Bibtek download is not available in the pre-proceeding
Yi Hu, Chaoran Zhang, Edward Andert, Harshul Singh, Aviral Shrivastava, James Laudon, Yanqi Zhou, Bob Iannucci, Carlee Joe-Wong
Careful placement of a distributed computational application within a target device cluster is critical for achieving low application completion time. The problem is challenging due to its NP-hardness and combinatorial nature.

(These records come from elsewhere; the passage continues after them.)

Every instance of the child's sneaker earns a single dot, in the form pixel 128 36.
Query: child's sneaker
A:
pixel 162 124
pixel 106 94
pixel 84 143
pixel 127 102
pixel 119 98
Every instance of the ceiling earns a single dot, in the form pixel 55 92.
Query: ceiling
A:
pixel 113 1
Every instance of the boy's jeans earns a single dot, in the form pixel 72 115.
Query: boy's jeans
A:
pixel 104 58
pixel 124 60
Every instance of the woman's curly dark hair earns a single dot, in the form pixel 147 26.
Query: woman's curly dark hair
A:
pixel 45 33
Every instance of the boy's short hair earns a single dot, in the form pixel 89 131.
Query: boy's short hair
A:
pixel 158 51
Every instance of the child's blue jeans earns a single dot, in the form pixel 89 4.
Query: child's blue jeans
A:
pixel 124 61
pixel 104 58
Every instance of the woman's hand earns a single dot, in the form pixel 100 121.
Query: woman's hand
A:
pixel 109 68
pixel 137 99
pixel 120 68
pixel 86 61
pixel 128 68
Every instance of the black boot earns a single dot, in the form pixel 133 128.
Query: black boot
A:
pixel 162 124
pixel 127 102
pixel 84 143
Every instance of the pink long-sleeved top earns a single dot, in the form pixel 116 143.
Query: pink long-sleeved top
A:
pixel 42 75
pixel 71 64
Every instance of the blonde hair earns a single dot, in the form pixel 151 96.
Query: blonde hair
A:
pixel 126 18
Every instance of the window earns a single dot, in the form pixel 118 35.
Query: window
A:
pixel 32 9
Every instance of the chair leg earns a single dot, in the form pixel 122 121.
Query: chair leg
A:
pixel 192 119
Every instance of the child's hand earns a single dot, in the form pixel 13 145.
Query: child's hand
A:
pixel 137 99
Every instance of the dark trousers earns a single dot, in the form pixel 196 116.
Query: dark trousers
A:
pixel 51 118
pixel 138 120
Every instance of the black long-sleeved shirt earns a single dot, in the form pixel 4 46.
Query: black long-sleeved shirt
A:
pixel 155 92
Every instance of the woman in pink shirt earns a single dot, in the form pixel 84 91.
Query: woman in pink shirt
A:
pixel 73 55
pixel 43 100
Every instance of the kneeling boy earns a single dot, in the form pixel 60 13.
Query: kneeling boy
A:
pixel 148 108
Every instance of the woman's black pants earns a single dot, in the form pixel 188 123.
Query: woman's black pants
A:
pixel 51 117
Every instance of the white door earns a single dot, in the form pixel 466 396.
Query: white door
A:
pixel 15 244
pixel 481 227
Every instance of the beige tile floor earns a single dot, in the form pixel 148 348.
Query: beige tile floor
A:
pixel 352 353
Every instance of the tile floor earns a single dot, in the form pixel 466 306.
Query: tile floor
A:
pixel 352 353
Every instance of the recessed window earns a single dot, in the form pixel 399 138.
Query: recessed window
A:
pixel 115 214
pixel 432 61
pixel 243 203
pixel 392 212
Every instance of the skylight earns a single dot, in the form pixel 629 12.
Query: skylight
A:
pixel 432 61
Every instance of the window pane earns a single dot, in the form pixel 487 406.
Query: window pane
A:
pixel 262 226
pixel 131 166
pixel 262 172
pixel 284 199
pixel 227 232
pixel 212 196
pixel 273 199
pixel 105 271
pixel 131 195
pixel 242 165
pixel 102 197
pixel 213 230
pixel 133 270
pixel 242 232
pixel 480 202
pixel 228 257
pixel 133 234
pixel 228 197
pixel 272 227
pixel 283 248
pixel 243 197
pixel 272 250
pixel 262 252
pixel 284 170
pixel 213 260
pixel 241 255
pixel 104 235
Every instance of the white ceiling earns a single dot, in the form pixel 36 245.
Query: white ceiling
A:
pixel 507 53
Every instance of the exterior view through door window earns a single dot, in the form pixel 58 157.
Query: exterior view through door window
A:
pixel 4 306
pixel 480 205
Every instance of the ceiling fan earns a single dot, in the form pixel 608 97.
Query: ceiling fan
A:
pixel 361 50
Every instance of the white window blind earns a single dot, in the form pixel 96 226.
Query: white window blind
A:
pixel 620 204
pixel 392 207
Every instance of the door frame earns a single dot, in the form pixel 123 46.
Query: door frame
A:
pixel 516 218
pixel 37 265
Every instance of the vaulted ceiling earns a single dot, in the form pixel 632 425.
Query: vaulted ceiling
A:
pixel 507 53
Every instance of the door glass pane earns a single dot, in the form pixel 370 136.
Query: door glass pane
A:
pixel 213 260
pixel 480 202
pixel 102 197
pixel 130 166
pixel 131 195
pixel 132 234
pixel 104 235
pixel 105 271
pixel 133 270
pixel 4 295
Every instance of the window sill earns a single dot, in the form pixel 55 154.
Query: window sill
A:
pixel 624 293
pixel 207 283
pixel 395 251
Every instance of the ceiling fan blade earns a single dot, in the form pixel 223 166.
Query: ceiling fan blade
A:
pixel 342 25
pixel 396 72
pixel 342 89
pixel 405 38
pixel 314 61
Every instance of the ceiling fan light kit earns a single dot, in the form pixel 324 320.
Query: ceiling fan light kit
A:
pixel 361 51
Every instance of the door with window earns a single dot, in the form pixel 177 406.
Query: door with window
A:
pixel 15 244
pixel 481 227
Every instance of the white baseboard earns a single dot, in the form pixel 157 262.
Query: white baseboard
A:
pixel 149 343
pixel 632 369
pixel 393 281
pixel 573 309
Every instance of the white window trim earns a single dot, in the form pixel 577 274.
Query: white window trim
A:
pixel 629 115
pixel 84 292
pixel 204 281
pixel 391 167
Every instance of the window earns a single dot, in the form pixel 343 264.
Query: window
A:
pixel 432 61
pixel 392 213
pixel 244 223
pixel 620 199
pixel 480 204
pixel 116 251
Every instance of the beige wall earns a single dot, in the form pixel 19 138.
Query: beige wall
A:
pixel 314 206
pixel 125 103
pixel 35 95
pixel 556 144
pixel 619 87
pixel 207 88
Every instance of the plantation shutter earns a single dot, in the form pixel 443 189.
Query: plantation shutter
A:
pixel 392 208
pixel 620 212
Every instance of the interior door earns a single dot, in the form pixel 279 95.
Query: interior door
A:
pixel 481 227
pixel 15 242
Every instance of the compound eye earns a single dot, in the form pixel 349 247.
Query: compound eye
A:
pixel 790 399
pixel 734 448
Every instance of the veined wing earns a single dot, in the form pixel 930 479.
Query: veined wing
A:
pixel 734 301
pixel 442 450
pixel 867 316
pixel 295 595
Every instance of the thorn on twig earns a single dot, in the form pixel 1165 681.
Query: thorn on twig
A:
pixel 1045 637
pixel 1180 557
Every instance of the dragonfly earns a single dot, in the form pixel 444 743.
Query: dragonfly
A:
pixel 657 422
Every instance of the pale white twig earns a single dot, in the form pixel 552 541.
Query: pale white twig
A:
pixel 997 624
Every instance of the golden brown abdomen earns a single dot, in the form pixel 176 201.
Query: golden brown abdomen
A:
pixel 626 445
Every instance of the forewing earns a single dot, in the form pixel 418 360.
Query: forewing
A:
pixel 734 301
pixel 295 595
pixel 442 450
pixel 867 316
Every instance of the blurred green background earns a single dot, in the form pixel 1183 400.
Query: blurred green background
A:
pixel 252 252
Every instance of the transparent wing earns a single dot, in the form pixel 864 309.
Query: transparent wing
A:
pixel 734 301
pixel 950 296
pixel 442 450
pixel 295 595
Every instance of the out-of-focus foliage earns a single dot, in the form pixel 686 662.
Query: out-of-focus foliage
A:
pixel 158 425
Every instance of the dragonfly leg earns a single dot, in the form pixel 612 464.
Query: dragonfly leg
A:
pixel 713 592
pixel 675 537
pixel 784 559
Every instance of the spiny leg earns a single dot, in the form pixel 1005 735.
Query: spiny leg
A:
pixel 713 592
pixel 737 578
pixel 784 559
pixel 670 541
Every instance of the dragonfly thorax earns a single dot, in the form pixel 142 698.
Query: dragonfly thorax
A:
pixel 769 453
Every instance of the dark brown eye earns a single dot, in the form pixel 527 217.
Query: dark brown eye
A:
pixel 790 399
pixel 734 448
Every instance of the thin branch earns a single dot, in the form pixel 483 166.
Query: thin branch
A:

In recent years, learning-based approaches have been proposed to learn a placement policy that can be applied to unseen applications, motivated by the problem of placing a neural network across cloud servers. These approaches, however, generally assume the device cluster is fixed, which is not the case in mobile or edge computing settings, where heterogeneous devices move in and out of range for a particular application. To address the challenge of scaling to different-sized device clusters and adapting to the addition of new devices, we propose a new learning approach called GiPH, which learns policies that generalize to dynamic device clusters via a novel graph representation gpNet that efficiently encodes the information needed for choosing a good placement, and a scalable graph neural network (GNN) that learns a summary of the gpNet information. GiPH turns the placement problem into that of finding a sequence of placement improvements, learning a policy for selecting this sequence that scales to problems of arbitrary size. We evaluate GiPH with a wide range of task graphs and device clusters and show that our learned policy rapidly finds good placements for new problem instances. GiPH finds placements that achieve up to 30.5% better makespan, searching up to 3 times faster than other search-based placement policies.